Complete Guide to Python Generators and Yield Expressions

Loading massive datasets into list collections can rapidly exhaust system RAM.

Python Generators solve this memory bottleneck by producing elements lazily, computing them one at a time on demand instead of generating the entire series at once.

1. Generator Functions and the yield Keyword

When a function contains the yield statement, it becomes a generator function.
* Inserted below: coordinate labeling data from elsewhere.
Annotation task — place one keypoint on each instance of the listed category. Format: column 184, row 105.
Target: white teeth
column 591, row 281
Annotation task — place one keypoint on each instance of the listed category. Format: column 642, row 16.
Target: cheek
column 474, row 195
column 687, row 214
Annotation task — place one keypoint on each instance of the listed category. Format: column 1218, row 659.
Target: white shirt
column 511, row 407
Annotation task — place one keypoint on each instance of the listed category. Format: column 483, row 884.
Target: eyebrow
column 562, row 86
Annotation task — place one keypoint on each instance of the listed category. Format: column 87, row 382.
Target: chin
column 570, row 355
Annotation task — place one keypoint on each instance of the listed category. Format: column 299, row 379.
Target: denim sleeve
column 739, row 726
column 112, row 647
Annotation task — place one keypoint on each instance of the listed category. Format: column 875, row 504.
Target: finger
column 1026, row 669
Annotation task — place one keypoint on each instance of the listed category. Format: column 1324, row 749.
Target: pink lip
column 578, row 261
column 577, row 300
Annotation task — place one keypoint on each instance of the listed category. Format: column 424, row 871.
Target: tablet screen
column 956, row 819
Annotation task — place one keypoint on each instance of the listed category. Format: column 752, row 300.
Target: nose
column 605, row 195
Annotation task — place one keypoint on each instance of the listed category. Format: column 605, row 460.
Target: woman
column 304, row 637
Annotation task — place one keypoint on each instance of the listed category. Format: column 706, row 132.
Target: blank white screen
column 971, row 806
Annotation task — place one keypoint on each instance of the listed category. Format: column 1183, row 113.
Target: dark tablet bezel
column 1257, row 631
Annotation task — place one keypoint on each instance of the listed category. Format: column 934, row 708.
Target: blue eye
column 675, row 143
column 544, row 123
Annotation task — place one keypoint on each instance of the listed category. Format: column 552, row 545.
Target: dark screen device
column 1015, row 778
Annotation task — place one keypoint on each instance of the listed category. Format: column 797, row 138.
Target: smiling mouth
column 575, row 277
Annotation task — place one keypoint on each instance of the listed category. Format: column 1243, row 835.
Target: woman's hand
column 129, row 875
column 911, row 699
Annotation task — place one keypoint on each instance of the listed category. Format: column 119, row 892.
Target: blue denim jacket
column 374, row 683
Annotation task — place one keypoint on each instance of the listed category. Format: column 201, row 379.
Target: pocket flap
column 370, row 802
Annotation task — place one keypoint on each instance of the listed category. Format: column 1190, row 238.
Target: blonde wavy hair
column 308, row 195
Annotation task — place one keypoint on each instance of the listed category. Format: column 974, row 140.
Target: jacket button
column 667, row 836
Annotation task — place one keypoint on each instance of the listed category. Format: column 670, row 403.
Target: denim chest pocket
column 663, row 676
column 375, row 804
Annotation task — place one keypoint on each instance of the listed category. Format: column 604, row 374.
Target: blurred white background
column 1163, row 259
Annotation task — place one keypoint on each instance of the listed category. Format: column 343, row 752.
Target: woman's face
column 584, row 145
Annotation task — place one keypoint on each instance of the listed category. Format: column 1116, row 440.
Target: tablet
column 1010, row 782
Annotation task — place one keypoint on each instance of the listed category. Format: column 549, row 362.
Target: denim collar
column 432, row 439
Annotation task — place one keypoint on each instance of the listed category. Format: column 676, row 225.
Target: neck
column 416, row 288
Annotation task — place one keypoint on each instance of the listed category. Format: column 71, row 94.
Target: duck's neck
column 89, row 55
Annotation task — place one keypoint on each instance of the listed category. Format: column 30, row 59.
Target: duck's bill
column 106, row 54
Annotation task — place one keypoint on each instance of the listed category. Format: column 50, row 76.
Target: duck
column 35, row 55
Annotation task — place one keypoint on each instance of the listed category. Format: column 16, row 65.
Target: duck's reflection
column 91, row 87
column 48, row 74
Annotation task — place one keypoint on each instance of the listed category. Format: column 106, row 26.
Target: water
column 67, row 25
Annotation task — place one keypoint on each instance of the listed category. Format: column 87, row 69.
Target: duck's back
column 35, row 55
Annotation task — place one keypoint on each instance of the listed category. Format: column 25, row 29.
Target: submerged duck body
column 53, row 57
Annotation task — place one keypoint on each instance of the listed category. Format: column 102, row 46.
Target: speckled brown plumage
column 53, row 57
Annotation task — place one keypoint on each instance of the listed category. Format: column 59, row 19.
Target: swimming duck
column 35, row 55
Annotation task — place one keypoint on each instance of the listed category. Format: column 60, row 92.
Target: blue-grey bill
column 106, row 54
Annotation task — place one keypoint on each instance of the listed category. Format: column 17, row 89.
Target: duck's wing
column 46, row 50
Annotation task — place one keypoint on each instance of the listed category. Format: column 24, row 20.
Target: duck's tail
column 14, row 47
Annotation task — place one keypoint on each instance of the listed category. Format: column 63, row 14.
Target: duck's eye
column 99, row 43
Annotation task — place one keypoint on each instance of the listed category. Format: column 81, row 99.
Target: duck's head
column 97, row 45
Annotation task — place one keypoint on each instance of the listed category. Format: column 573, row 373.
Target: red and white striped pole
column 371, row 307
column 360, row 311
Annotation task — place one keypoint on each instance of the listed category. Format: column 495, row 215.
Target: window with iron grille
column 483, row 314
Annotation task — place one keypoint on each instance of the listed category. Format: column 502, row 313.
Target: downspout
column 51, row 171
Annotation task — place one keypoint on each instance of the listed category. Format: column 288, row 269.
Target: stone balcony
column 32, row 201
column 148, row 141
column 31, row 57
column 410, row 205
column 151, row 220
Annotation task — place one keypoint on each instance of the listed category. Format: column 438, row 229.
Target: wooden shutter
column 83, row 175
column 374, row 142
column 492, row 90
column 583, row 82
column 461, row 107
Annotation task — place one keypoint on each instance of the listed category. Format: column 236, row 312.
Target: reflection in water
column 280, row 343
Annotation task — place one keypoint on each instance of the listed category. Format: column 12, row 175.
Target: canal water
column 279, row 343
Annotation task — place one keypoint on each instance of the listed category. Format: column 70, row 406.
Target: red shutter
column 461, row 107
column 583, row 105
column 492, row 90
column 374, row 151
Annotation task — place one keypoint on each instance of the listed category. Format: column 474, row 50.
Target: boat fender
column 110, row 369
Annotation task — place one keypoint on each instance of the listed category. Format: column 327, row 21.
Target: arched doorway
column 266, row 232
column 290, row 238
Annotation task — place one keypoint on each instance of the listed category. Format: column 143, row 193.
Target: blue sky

It yields control back to the caller while preserving its execution state:

Python
def count_up_to(limit):
    count = 1
    while count <= limit:
        yield count
        count += 1

# Instantiate the lazy generator object
counter = count_up_to(3)

print(next(counter))  # Outputs: 1
print(next(counter))  # Outputs: 2
print(next(counter))  # Outputs: 3

2. Massive Memory Performance Difference

Compare a standard list generator to a generator expression when building a sequence of millions of squared numbers:

Python
import sys

# Standard List Comprehension (Loads everything into memory)
huge_list = [x ** 2 for x in range(1000000)]
print("List Size in Bytes:", sys.getsizeof(huge_list))

# Lazy Generator Expression (Only evaluates on demand)
huge_generator = (x ** 2 for x in range(1000000))
print("Generator Size in Bytes:", sys.getsizeof(huge_generator))

The generator expression uses a fixed minimal size in memory, regardless of how many million elements it handles.